Experts estimate there will be seven million cars on Iranian roads by 2026, four million of which will be new cars.
"The Ministry of Industries, Mining and Trade has set the target of producing three million cars and export a third of that number by 2026," he said.
"The population of Iran and its regional neighbors has reached 575 million. Iran currently produces 2.7 million units of cars annually."
Yekezare said it is feasible for Iran to target a plan for providing at least a fourth of the cars needed in the region.
"However, this cannot be achieved by the carmakers alone and all relevant organizations in the industry must play a part," he said.
The official noted that after the Joint Comprehensive Plan of Action came into effect, the business environment opened up to international cooperation and many productive developments have taken place in this sector.
The July 2015 nuclear deal with P5+1 (the United States, Britain, France, China and Russia plus Germany), formally referred to as the JCPOA, went into effect in January 2016 and removed international sanctions against Iran in exchange for temporary curbs on its nuclear program.
Yekezare further said IKCO has finalized deals with Peugeot and Mercedes-Benz, and another major deal with a foreign business partner will be finalized soon. He did not name the company.

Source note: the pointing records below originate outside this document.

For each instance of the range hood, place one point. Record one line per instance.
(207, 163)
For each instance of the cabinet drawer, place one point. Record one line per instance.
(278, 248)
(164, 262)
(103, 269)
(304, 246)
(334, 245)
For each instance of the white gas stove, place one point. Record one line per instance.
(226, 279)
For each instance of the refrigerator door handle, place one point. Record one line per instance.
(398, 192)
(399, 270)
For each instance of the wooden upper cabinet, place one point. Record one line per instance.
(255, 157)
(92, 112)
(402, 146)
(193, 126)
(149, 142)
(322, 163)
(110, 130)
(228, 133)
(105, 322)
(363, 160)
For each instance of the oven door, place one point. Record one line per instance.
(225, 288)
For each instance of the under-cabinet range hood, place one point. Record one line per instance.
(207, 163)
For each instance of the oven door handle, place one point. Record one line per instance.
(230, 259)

The IKCO chief, however, stressed that forging new deals with foreign business partners alone will not save Iran's auto industry.
"Developing manufacturing under Iranian brands and improvement of research and development in this field must be addressed," he said.
Yekezare added that Iran ranks 13th globally in auto manufacturing, which rank can improve if the industry becomes more dynamic.
"Iran's infrastructure is outdated, new cars and platforms need to be manufactured and this requires nearly $1 billion in direct investment," he said.
"Foreign business partners have agreed to invest in this field and will receive a profit of up to 3% in return for the money invested. The profits will be returned after the new cars they produce enter Iran's market."
Yekezare noted that auto firms cannot easily receive loans from banks in Iran and even if they do, they are required to repay the loans with interest rates of up to 30%.